Where do we go from here?
First, as a form of confession, we must repent of political ambivalence and resist its powerful forces. At baptism, we were set free from the chains of denial, commissioned to be people who, as Rabbi Heschel describes, are surprised by evil and maladjusted to injustice. We can make the pledge to speak up and speak out, no matter how awkward, uncomfortable or inconvenient. Creatively and courageously, we will name injustice and oppression, especially those manifestations in our own watershed. Now more than ever: silence is violence.
Second, we will seek and find reliable sources so that we have a less distorted picture of what is happening in the world. We all have “opinion leaders,” people we deeply respect, who point to what is going on in the world (I consider it a spiritual practice to weekly stalk these brilliant women on Facebook: Michelle Alexander, Rebecca Solnit, Lily Mendoza, Monica Lewis-Patrick, Jyarland Daniels and Laura Gottesdiener). We desperately need these voices to check the toxic “conventional wisdom” that we breathe in every day.
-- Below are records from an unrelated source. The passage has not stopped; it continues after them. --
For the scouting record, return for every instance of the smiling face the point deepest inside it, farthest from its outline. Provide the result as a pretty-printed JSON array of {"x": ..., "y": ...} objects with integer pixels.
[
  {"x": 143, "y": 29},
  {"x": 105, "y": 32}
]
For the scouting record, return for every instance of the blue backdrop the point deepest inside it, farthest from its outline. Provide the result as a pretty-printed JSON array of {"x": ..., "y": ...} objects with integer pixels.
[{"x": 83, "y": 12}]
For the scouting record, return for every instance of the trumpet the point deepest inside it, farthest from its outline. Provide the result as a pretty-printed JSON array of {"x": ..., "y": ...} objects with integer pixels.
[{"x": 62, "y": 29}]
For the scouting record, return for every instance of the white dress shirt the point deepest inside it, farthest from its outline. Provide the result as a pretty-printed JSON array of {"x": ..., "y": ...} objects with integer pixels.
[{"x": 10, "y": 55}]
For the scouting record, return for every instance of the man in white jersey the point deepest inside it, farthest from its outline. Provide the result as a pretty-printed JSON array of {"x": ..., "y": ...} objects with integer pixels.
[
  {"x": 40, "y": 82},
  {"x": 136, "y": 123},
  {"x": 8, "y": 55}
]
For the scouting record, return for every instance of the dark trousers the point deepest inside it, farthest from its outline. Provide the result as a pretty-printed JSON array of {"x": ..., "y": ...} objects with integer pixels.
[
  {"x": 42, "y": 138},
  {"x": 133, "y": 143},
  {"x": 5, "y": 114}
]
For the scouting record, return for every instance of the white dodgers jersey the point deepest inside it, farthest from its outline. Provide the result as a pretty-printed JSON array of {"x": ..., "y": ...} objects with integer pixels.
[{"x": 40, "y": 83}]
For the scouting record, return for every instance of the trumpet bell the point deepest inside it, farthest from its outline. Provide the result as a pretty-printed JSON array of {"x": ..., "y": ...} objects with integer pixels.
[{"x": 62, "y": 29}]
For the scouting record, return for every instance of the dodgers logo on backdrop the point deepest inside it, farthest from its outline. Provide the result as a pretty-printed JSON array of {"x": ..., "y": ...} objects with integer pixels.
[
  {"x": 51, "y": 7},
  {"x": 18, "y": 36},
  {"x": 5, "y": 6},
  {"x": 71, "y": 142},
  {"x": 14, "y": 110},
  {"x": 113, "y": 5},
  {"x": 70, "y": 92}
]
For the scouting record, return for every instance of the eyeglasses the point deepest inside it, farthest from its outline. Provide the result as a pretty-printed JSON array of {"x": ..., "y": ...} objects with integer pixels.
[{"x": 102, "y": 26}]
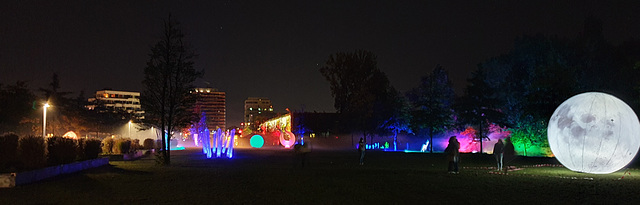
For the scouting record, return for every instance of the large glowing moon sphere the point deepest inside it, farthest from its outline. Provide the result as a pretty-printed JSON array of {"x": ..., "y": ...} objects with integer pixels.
[
  {"x": 594, "y": 133},
  {"x": 256, "y": 141}
]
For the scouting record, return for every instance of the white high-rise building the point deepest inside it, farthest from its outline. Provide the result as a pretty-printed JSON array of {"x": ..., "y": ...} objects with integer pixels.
[{"x": 113, "y": 100}]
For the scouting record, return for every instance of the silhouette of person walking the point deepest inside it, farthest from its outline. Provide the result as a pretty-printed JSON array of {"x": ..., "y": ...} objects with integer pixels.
[
  {"x": 453, "y": 154},
  {"x": 498, "y": 152},
  {"x": 361, "y": 149}
]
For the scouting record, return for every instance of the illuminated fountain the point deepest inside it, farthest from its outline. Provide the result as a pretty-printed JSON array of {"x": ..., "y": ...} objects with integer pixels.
[{"x": 221, "y": 142}]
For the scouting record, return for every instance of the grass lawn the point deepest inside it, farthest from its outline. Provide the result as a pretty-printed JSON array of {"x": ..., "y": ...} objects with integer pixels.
[{"x": 275, "y": 176}]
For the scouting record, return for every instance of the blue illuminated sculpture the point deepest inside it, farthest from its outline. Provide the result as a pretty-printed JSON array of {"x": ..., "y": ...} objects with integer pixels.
[{"x": 220, "y": 143}]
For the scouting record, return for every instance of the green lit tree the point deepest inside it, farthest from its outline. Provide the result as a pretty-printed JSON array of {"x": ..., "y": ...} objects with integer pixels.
[{"x": 168, "y": 80}]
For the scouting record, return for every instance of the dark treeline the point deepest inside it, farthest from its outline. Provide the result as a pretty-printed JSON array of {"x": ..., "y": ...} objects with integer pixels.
[{"x": 518, "y": 91}]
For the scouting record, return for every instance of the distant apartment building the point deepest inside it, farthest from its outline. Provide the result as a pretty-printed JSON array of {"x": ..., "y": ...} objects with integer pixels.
[
  {"x": 257, "y": 109},
  {"x": 213, "y": 103},
  {"x": 114, "y": 100}
]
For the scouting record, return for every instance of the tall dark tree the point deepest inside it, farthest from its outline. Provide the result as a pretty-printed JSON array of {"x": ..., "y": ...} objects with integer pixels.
[
  {"x": 432, "y": 103},
  {"x": 360, "y": 90},
  {"x": 168, "y": 80}
]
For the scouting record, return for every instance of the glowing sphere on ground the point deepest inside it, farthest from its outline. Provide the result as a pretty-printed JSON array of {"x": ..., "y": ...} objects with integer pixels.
[
  {"x": 256, "y": 141},
  {"x": 287, "y": 143},
  {"x": 594, "y": 132}
]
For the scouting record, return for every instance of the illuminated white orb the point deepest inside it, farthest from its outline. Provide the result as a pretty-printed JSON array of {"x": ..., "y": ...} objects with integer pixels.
[{"x": 594, "y": 133}]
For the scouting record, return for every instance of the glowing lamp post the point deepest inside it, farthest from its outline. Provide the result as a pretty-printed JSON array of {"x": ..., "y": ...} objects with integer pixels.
[
  {"x": 44, "y": 120},
  {"x": 594, "y": 132}
]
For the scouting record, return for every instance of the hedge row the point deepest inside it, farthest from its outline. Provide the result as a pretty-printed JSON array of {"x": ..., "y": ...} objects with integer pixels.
[{"x": 32, "y": 152}]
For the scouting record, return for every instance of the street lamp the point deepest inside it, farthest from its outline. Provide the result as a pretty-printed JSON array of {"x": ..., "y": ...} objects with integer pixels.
[{"x": 44, "y": 120}]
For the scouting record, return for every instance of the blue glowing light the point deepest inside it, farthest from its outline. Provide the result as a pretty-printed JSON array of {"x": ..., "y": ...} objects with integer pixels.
[
  {"x": 256, "y": 141},
  {"x": 177, "y": 148}
]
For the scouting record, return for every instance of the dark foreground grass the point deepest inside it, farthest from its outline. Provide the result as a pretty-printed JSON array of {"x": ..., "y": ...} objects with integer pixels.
[{"x": 328, "y": 177}]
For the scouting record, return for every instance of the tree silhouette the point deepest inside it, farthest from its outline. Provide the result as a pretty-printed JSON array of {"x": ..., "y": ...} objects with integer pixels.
[
  {"x": 169, "y": 75},
  {"x": 361, "y": 91}
]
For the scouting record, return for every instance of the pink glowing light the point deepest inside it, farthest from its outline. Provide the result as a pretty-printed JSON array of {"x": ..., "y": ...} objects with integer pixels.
[{"x": 287, "y": 143}]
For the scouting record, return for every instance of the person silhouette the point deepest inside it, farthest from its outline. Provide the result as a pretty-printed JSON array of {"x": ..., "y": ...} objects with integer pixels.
[
  {"x": 453, "y": 154},
  {"x": 362, "y": 148}
]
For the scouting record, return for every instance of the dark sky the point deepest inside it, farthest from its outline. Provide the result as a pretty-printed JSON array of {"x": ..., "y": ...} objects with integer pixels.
[{"x": 274, "y": 48}]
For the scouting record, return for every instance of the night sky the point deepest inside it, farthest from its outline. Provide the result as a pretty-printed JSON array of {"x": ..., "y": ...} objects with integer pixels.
[{"x": 274, "y": 48}]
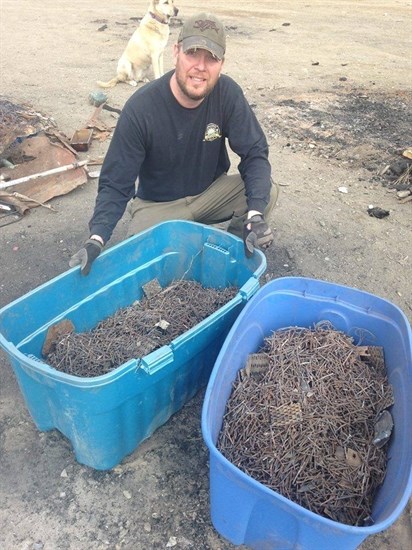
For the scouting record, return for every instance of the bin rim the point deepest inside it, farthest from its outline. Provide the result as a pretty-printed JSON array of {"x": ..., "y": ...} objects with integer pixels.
[{"x": 250, "y": 481}]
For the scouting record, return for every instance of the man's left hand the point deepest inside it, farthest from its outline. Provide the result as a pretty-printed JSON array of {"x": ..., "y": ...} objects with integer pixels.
[{"x": 256, "y": 234}]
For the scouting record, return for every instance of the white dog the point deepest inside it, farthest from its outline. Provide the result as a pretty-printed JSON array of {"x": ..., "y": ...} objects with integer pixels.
[{"x": 146, "y": 46}]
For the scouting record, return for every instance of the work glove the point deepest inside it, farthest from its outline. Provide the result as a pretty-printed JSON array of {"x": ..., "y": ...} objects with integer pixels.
[
  {"x": 86, "y": 256},
  {"x": 258, "y": 236}
]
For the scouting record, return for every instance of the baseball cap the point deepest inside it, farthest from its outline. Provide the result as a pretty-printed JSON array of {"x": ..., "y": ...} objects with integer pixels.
[{"x": 204, "y": 31}]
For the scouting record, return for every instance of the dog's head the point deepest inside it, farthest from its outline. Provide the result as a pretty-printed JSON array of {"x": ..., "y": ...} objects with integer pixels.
[{"x": 165, "y": 7}]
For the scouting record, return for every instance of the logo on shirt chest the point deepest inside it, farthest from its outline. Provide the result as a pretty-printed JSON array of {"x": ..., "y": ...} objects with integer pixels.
[{"x": 212, "y": 132}]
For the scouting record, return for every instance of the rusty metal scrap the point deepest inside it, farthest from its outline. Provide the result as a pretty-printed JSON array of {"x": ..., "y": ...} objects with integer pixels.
[
  {"x": 133, "y": 332},
  {"x": 304, "y": 426}
]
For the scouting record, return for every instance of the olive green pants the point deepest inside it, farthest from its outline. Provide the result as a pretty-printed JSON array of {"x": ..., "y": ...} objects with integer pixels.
[{"x": 224, "y": 200}]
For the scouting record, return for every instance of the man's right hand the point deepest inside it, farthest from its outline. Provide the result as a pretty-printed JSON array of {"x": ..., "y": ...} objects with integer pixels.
[{"x": 86, "y": 255}]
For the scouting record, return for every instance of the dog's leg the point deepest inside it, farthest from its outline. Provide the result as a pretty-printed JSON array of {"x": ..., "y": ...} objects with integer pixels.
[{"x": 156, "y": 65}]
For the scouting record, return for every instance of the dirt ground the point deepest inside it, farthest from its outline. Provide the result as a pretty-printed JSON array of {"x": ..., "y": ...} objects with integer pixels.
[{"x": 330, "y": 82}]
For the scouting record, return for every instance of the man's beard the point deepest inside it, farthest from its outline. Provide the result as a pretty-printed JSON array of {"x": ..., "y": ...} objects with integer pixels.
[{"x": 195, "y": 96}]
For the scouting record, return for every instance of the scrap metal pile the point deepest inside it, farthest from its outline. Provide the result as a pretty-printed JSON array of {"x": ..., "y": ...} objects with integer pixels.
[
  {"x": 303, "y": 419},
  {"x": 135, "y": 331},
  {"x": 19, "y": 121}
]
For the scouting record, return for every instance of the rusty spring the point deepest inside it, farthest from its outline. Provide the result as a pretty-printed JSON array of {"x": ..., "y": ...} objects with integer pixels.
[
  {"x": 135, "y": 331},
  {"x": 303, "y": 425}
]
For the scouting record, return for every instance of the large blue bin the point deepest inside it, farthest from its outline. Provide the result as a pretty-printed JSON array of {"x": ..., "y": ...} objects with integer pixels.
[
  {"x": 106, "y": 417},
  {"x": 245, "y": 511}
]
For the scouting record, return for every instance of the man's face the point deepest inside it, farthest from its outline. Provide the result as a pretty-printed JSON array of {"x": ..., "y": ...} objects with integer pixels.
[{"x": 197, "y": 72}]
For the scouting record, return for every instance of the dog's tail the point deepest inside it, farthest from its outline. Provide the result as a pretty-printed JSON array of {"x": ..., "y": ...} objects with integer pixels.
[{"x": 110, "y": 84}]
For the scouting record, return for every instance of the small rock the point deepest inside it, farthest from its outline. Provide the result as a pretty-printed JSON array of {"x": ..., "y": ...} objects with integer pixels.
[{"x": 377, "y": 212}]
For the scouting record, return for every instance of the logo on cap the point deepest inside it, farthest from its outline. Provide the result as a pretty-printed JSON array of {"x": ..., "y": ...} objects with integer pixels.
[{"x": 204, "y": 24}]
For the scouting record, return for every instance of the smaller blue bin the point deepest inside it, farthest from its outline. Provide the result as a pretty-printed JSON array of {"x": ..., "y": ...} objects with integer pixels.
[
  {"x": 245, "y": 511},
  {"x": 108, "y": 416}
]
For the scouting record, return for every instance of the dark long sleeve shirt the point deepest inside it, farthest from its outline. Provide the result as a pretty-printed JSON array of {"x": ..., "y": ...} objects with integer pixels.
[{"x": 177, "y": 152}]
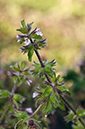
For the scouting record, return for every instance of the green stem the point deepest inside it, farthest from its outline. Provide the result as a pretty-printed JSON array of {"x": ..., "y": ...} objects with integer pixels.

Lastly, we can commit to joining ongoing efforts to organize for a more just world. Almost always, there is no need to start anything new. We can support organizations already doing the work on the ground, carving out time and devoting energy to attending meetings, participating in direct actions and boycotts and financially contributing to the cause.
After almost two years of studying the water atrocity in Detroit, I’m more convinced than ever that there is an inertia (of comfort, complexities, concessions and a lack of creativity) that keeps good people from participating in the divine movement for peace, justice and equality. As Martin Luther King reminded audiences 50 years ago, a new world only “comes through the tireless efforts and the persistent work of dedicated individuals who are willing to be co-workers with God.” Ambivalence kept far too many “white moderates” from marching with Dr. King. Let’s not make the same mistake.